Australia in the 1870s


Elected representatives


The 1870s began with the British military presence being withdrawn after 80 years. Each colony was now governed by a parliament with elected representatives. In 1870, Victoria became the first colony to pay its members, thus allowing men who were not wealthy the opportunity to stand for election. For example, in 1874 Angus Cameron (18471896), a tradesman with no independent means of support, was elected to the New South Wales Legislative Assembly. He was the first representative of the working class and was paid £3 per week by the New South Wales Trades and Labor Council during his term of office.

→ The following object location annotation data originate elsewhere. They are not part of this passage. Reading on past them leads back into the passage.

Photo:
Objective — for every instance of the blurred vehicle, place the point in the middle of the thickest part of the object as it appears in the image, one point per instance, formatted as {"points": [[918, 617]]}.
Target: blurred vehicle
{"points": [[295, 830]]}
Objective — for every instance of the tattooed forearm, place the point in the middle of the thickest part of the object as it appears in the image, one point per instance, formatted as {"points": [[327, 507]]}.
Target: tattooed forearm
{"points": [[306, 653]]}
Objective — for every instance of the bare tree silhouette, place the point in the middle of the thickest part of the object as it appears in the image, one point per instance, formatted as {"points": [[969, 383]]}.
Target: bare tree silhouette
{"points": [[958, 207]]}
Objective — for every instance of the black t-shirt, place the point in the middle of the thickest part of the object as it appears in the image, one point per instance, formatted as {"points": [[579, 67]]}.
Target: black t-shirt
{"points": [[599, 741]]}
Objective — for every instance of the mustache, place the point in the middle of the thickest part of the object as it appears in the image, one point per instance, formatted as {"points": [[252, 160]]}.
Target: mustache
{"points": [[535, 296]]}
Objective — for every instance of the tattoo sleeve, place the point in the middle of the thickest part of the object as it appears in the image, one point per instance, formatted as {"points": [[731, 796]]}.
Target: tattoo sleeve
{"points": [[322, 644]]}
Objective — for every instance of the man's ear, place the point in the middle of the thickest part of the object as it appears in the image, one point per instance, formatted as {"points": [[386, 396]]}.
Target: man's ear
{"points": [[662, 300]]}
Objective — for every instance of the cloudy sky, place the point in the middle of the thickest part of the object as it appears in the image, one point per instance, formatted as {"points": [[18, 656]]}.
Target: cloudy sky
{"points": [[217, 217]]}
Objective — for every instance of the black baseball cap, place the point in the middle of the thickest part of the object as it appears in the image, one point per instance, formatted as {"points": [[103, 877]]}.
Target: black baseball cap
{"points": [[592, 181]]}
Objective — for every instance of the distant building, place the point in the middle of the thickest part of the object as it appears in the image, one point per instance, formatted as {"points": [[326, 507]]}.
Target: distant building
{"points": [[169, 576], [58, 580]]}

In 1870 Sir Charles Gavin Duffy (18161903) appointed a Royal Commission to consider the question of federating the colonies. However, feelings for national unity were not strong enough at this time. Regional differences and rivalries between Victoria and New South Wales over trade emerged during the Intercolonial Conference in Melbourne, preventing a customs union and providing an obstacle to federation. The conference eventually agreed to cooperate on intercolonial sea postage and telegraphic charges, currency and the need for uniform statistical records.

In 1870 the Victorian Parliament voted to abolish state aid to religious organisations. Until this time Crown land had been reserved for churches to house ministers of religion. In 1875 the Victorian Legislative Assembly rejected a bill that proposed to allow women to own personal property. In 1879 the eight-hour day became a public holiday in Victoria; it celebrated the stonemasons' strike of 1856.

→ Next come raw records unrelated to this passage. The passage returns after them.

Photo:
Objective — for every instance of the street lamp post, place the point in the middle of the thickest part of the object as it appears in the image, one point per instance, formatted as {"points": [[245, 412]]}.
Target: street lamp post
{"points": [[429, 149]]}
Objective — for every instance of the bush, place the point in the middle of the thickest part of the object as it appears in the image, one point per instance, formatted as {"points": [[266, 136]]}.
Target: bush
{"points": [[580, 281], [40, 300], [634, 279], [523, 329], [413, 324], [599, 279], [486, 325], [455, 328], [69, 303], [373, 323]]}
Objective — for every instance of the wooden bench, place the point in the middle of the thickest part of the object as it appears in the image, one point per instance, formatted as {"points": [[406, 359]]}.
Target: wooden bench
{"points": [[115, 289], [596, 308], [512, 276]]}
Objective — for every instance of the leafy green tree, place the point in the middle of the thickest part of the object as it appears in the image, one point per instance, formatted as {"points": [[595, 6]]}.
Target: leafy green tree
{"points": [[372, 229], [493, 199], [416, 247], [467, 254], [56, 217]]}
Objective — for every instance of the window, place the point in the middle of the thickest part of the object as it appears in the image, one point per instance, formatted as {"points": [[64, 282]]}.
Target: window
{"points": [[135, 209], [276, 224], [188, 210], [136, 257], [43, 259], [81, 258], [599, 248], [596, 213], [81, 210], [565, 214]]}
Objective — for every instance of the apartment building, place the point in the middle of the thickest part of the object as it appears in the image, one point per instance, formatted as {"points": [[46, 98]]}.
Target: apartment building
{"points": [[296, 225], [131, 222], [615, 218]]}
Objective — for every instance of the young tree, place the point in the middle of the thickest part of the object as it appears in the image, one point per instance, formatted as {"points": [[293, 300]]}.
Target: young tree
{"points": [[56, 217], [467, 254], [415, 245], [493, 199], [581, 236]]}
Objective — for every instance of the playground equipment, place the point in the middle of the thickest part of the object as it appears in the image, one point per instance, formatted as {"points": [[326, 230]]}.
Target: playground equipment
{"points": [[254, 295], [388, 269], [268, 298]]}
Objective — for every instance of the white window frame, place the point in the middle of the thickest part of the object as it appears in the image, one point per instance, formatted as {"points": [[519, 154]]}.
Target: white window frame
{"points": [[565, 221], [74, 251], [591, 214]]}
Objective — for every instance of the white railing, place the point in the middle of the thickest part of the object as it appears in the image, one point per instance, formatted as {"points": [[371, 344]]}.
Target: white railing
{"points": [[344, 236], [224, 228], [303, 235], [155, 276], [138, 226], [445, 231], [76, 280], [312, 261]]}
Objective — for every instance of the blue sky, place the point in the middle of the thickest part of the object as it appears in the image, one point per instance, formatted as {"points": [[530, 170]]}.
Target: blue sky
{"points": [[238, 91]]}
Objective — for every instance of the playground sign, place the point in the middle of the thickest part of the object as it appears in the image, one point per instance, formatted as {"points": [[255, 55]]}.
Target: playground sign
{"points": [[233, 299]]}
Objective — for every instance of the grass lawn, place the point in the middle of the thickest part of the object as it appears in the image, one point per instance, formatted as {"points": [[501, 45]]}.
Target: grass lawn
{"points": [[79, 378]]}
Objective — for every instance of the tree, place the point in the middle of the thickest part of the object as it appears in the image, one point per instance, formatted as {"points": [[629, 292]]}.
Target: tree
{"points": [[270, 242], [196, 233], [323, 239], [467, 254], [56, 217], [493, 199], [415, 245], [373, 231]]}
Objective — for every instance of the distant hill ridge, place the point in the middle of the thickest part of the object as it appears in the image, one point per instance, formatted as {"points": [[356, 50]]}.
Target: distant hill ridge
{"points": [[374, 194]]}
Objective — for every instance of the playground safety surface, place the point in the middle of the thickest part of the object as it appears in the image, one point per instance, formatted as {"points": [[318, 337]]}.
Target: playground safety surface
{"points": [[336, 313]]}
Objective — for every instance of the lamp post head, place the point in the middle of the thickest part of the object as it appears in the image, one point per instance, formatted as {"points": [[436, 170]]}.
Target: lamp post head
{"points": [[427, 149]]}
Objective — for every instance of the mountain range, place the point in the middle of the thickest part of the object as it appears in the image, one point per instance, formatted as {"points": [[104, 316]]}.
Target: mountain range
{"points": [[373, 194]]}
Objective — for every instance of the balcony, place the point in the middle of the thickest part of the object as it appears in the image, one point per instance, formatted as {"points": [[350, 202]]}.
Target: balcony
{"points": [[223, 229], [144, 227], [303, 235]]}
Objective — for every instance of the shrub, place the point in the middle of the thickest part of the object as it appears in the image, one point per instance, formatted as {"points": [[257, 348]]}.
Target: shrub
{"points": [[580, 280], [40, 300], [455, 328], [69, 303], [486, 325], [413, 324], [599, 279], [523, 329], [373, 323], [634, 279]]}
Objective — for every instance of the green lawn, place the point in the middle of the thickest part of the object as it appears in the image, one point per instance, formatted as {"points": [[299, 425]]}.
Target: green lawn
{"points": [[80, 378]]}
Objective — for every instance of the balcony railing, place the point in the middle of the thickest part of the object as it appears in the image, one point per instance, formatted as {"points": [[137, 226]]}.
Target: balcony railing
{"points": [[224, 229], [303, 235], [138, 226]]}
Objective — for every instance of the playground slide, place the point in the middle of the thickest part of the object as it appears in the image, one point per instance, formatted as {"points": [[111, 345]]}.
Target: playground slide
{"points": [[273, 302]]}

The colonial powers cast their eyes on the territories of New Guinea and the Torres Strait Islands to strengthen security as Russian and Italian warships were seen in the area in 1870s. In 1872 Queensland annexed the Torres Strait Islands up to 95 kilometres from the coast of Cape York and by 1879 the majority of the remaining islands were annexed.

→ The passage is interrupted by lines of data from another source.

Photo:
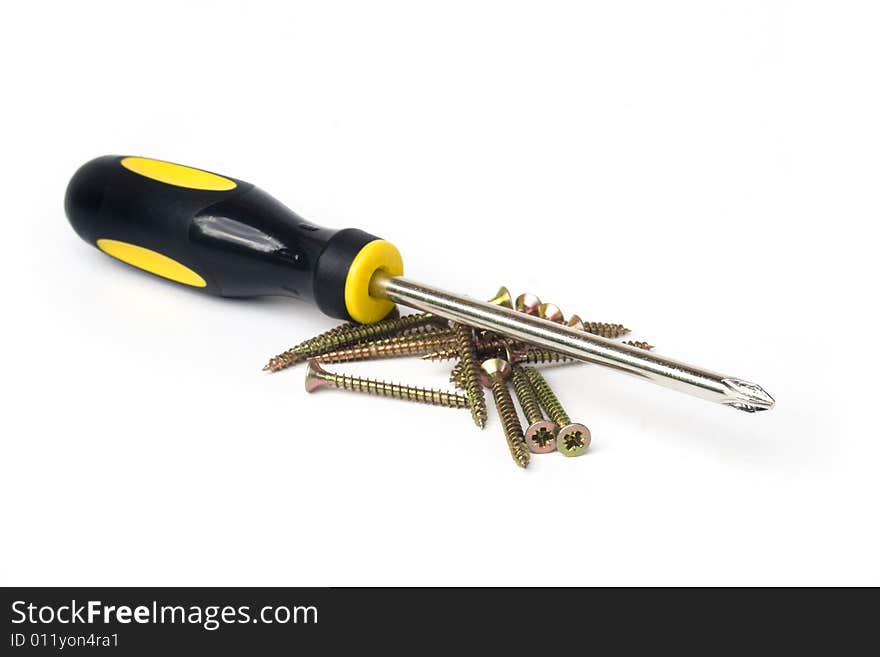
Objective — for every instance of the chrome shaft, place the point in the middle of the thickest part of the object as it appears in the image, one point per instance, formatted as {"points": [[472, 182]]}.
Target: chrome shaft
{"points": [[666, 372]]}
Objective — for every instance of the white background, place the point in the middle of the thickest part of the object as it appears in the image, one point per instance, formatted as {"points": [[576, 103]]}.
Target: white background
{"points": [[706, 172]]}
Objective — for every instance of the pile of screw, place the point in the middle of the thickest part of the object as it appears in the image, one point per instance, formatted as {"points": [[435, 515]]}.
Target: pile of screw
{"points": [[484, 359]]}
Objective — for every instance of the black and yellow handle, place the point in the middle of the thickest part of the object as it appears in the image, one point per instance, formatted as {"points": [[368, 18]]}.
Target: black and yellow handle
{"points": [[224, 236]]}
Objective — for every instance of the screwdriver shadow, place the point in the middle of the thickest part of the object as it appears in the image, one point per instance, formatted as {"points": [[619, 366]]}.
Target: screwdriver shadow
{"points": [[710, 428]]}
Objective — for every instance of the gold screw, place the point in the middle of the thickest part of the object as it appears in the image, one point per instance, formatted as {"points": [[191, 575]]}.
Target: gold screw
{"points": [[495, 371], [349, 334], [640, 344], [316, 377], [573, 438], [540, 435], [606, 330], [401, 345], [467, 353]]}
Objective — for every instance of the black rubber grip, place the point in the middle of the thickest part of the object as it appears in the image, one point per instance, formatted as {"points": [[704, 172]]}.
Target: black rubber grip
{"points": [[239, 241]]}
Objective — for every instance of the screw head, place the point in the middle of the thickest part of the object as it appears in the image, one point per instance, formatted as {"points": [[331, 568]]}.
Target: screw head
{"points": [[313, 376], [573, 439], [551, 311], [541, 437], [502, 298], [492, 368], [527, 303]]}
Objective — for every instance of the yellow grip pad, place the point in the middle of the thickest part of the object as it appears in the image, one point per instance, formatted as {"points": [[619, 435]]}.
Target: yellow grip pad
{"points": [[374, 256], [177, 174]]}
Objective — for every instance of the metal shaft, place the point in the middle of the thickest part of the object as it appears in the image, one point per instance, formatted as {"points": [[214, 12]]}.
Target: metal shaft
{"points": [[730, 391]]}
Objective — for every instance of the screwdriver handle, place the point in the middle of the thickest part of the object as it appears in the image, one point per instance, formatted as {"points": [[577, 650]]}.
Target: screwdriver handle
{"points": [[224, 236]]}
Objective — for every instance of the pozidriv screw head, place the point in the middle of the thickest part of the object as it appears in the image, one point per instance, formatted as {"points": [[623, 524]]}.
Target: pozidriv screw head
{"points": [[573, 439]]}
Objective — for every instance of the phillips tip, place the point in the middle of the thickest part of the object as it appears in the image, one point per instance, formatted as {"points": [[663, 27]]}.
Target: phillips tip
{"points": [[746, 396]]}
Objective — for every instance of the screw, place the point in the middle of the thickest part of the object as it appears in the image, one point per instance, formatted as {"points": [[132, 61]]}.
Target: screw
{"points": [[573, 438], [639, 344], [299, 352], [605, 329], [527, 303], [551, 311], [316, 377], [534, 356], [349, 334], [400, 345], [456, 378], [467, 354], [484, 346], [502, 298], [540, 434], [494, 373]]}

Sir Charles Gavan Duffy, Speaker of the Victorian Assembly


A snapshot of 1878

  • January
    • The construction of the Ghan railway line commenced at Port Augusta in South Australia.

  • February
    • The telephone was used for the first time in Melbourne.

  • April
    • The Stawell Easter Gift, a professional foot-racing competition over 120 metres, was run for the first time on Easter Monday.

  • May
    • One thousand unemployed men marched up Collins Street in Melbourne demanding relief work.

  • November
    • The song 'Advance Australia Fair' was presented for the first time.

  • December
    • Seamen in Sydney went on strike against the employment of low-paid Chinese crews on ships. The strike spread to other ports in New South Wales, Queensland and Victoria. A mass anti-Chinese meeting was held in Hyde Park, Sydney.